To circumvent the challenges of biochemically multiplexing the three tailed primer assays into a single RPA reaction, which can result in loss of sensitivity²⁰, we developed a custom PCR-tube insert that spatially separates the three tailed primer assays within the integrated NATflow cartridge (Fig. 4c) while maintaining compatibility with the elution mechanism of the cartridge. During the elution step, when the amplification chamber is twisted into the lateral flow cartridge, the plunger in the base of the lateral flow cartridge collapses the insert to deliver the products of each amplification reaction to the sample pad of the lateral flow strip. We validated that the insert could successfully deliver fluid from all three chambers to the sample pad of the lateral flow strip in the NATflow cartridge (Supplementary Fig. S8), and optimized heating parameters of the NATflow heating bay to achieve a reaction temperature of 39 °C within the insert (Supplementary Fig. S9).

Performance of integrated assays with extracted genomic DNA from HPV-positive cell lines

We evaluated performance of assays in the NATflow cartridge using extracted genomic DNA from HPV-positive cell lines at the previously determined LoDs (from Fig. 3) using inputs that contained one (singleplexed) or more (multiplexed) target HPV types. Results are shown in Fig. 5. Three of 24 cartridges had lateral flow strip failures where no test or control line signal formed; these cartridges were considered invalid and excluded from subsequent analysis. Of the tests with valid results, we found that sensitivity and specificity of the tailed primer assays were maintained with both single- and multi-plexed inputs in this integrated format. With 50 input copies of extracted SiHa DNA, the HPV16 tailed primer assay resulted in one of two replicates with signal generation above the positivity threshold with SiHa as a singleplexed input. When extracted SiHa DNA was multiplexed with other targets, all nine replicates correctly generated positivity at the 16 test line above the positivity threshold. Similarly, the HPV18 and HPV45 tailed primer assays also resulted in sensitive detection at the previously determined LoDs of 50 or 500 copies with extracted HeLa and MS751 DNA, respectively, in both singleplexed and multiplexed detection. All valid cartridges containing 50 input copies of extracted HeLa DNA and/or 500 copies of extracted MS751 DNA resulted in signal generation at the 18/45 test line above the positivity threshold. Moreover, we found that the tailed primer assays were also specific in this integrated multiplexed format, as signal above the positivity threshold was only seen at test lines when the corresponding target HPV genotype was present. There was a faint signal at the off-target HPV16 test line when MS751 (HPV45) DNA was amplified as a singleplexed input, but the signal is below the positivity threshold.

Figure 5

Integrated cartridge performance with custom PCR insert. (a) Reactions containing gDNA or extracted cellular DNA from SiHa (HPV16-positive), HeLa (HPV18-positive), and/or MS751 (HPV45-positive) cells at the indicated input concentrations were run in triplicate in the NATflow cartridges with the custom PCR insert. Highlighted images indicate invalid tests due to cartridge failures that were excluded from analysis. (b) Mean ± standard deviation of the signal generation at test lines, as determined by the AX-2X-S lateral flow reader of the replicates shown in (a). Circles represent individual replicates, and circles beneath the x-axis indicate expected 16 or 18/45 positivity. Signal above the positivity threshold (dashed line) is only seen at test lines when the target HPV genotype is present.

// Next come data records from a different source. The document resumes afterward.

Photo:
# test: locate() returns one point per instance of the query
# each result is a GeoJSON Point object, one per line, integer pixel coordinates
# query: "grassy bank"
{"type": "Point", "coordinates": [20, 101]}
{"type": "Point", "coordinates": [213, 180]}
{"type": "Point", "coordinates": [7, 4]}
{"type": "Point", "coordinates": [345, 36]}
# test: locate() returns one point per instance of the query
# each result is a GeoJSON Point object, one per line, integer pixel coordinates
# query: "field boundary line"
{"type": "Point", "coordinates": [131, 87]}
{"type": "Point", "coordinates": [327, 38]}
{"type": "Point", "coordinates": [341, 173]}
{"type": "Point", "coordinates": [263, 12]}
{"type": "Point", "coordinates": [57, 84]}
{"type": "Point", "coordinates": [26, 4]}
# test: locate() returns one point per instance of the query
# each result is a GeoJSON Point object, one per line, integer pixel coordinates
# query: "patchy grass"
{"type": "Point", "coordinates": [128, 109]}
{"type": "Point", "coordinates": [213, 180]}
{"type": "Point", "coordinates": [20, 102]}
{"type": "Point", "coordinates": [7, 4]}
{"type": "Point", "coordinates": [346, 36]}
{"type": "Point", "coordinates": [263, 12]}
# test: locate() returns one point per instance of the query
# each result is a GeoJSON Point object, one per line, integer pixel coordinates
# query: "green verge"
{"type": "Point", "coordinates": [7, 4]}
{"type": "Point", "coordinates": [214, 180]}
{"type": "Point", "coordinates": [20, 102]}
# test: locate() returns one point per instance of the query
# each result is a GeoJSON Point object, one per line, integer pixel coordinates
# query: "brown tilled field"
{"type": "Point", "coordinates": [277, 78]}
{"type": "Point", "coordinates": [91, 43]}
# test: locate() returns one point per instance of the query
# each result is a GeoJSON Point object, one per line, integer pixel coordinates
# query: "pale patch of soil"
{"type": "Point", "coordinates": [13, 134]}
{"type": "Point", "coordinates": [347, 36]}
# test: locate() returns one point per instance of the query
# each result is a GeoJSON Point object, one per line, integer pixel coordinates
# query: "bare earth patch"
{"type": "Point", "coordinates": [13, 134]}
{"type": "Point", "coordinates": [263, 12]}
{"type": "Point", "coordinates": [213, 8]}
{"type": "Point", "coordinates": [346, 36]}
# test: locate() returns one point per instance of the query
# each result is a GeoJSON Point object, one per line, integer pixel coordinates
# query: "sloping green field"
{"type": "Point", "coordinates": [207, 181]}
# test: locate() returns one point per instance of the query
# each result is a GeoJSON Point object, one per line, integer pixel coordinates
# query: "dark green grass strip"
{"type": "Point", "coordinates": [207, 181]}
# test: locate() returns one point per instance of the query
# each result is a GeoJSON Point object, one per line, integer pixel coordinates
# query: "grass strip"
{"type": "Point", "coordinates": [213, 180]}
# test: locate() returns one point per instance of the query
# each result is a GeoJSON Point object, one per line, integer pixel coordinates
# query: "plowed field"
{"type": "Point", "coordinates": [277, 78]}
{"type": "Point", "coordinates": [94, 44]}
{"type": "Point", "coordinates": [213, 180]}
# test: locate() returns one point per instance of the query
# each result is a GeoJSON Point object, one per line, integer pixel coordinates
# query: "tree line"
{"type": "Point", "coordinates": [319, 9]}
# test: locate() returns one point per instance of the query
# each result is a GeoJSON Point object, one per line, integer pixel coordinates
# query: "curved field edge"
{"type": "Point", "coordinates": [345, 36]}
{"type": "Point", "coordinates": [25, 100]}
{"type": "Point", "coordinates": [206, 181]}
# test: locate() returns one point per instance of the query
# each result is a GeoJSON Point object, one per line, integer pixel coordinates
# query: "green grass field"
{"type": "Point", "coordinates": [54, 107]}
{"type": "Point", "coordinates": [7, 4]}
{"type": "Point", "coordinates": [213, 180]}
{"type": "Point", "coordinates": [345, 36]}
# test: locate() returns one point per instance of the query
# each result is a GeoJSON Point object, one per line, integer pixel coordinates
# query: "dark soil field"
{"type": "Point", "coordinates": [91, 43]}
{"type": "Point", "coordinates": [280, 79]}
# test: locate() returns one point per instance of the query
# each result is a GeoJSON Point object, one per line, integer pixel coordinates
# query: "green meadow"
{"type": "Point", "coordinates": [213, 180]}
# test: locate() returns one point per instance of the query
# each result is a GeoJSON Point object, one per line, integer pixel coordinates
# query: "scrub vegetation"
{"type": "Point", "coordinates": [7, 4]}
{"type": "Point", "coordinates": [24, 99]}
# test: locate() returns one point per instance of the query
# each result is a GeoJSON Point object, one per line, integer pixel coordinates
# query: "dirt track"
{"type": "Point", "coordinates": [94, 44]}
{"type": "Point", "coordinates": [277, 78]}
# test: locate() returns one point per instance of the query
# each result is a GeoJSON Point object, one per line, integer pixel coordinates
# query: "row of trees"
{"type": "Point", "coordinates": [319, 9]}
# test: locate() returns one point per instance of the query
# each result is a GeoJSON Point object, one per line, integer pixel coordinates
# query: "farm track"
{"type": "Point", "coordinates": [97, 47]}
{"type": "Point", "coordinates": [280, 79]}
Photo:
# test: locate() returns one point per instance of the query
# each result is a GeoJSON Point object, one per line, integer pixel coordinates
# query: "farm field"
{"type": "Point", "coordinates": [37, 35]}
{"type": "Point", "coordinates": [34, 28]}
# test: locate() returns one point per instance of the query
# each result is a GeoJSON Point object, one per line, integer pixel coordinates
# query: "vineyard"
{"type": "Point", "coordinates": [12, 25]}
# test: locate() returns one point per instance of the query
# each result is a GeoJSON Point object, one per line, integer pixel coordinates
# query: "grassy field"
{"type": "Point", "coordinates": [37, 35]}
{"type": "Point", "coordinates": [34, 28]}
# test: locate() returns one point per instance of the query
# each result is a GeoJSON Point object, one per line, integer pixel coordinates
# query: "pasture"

Sample-to-answer testing with HPV-negative and HPV-positive cell lines

Finally, we demonstrated proof-of-concept sample-to-answer testing capabilities using HPV-negative (C33A) and HPV-positive cellular samples at clinically relevant concentrations. Cellular samples were prepared at either 5e3 cells/mL, 5e4 cells/mL or 5e5 cells/mL, and combined with a lysis buffer containing ACP enzyme. Samples were incubated at room temperature for five minutes, and then at 95 °C for five minutes to deactivate the ACP enzyme^19,21. Cellular lysate was then directly input into the HPV16, HPV18 and HPV45 tailed primer amplification assays. Amplification and lateral flow detection was carried out on the NATflow platform with the custom PCR insert, and the resultant cartridges are displayed in Fig. 6, with only one invalid cartridge.

Figure 6

Sample-to-answer testing with HPV-negative and HPV-positive cells. (a) C33A (HPV-negative), SiHa (HPV16-positive), HeLa (HPV18-positive), or MS751 (HPV45-positive) cells at the indicated concentrations were processed with a point-of-care compatible ACP-based sample preparation protocol, and the resultant lysates were amplified on NATflow instrumentation and detected in the integrated NATflow cartridge. Replicate cartridge images are shown (n = 3), with the highlighted cartridge image indicating an invalid test due to lack of fluid flow down the lateral flow strip. (b) Mean ± standard deviation of the peak test line signal intensity, as determined by the AX-2X-S lateral flow reader of the replicates shown in (a). Circles represent individual replicates, and circles beneath the x-axis indicate expected 16 or 18/45 positivity. All cellular lysates generated strong visible signal at the target HPV test line above the positivity threshold (dashed line) and had clean signals at the off-target test lines. C33A resulted in no signal generation at either the HPV16 or the HPV18/45 test line.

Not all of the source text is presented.